The Coca-Cola debacle does help shine a light on how companies can influence health articles and even research.

Many doctors are guilty of selling out their patients health too. Pushing unnecessary pharmaceutical drugs with ugly side effects in order to turn patients into customers. While there is certainly a need for certain pharmaceuticals, it has turned into big-business. Statin drugs for example bring in billions of dollars each year, despite all the scientific evidence showing they generally do more harm than good.

This is not the first time health officials and medical professionals push someone else’s agenda for profit, and it won’t be the last.

Final Word

If you are going to reach for a can of pop anyway, then yes, the mini-cans are a good way to control your portion and limit your sugar intake.

No, drinking soda is not part of a healthy diet. In no way, shape or form is Coca-Cola part of a healthy diet. It is a “treat”, a can void of nutrients and filled with artificial flavors, colors and sugar.

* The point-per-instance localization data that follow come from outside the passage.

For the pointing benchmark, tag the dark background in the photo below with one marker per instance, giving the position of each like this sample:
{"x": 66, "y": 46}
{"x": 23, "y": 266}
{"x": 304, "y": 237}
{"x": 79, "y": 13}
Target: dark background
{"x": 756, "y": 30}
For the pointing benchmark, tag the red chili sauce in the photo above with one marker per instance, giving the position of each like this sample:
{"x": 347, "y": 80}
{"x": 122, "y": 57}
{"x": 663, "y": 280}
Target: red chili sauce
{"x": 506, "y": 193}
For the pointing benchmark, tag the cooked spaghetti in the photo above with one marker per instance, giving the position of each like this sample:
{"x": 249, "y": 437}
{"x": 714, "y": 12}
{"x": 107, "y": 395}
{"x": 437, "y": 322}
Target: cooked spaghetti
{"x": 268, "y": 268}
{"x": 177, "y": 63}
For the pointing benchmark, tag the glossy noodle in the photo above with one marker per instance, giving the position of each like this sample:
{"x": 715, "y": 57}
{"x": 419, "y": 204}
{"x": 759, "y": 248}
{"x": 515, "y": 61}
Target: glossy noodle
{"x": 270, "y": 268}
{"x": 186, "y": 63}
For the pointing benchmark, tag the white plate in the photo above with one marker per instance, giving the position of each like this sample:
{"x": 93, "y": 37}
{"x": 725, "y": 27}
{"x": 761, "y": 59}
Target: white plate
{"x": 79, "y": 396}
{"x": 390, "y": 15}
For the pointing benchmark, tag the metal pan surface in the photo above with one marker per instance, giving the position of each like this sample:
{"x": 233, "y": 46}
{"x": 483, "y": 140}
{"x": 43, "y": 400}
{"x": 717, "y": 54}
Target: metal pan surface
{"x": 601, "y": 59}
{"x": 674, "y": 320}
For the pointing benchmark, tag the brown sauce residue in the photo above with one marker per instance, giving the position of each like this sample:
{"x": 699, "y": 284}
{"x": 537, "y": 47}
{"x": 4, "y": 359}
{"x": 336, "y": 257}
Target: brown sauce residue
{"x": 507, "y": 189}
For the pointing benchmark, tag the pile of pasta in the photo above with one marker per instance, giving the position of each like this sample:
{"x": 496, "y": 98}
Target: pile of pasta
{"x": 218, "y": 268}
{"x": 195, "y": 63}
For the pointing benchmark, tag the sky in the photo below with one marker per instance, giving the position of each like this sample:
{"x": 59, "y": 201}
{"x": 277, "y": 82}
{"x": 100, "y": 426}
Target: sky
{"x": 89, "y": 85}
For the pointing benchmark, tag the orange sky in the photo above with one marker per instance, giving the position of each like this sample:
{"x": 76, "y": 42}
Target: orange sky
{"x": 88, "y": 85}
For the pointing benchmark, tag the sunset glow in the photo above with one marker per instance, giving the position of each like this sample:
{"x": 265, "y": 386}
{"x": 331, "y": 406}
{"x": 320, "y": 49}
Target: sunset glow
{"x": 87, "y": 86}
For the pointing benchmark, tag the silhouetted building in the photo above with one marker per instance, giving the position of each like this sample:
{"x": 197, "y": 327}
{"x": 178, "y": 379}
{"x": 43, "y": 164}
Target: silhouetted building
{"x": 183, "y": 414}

We want health oriented sites and their readers to demand a higher standard. Endorsements and product-plugs are not only inevitable, but necessary. But there are thousands of high quality health products to promote.

We openly promote numerous products on our site in order to make money, however we never promote a product we don’t believe in 100%. Glutathione PRO may not be a health-titan like Examiner.com, but we would never push a product that we wouldn’t take / use ourselves.

We are in the business of helping our readers live healthier, happier lives.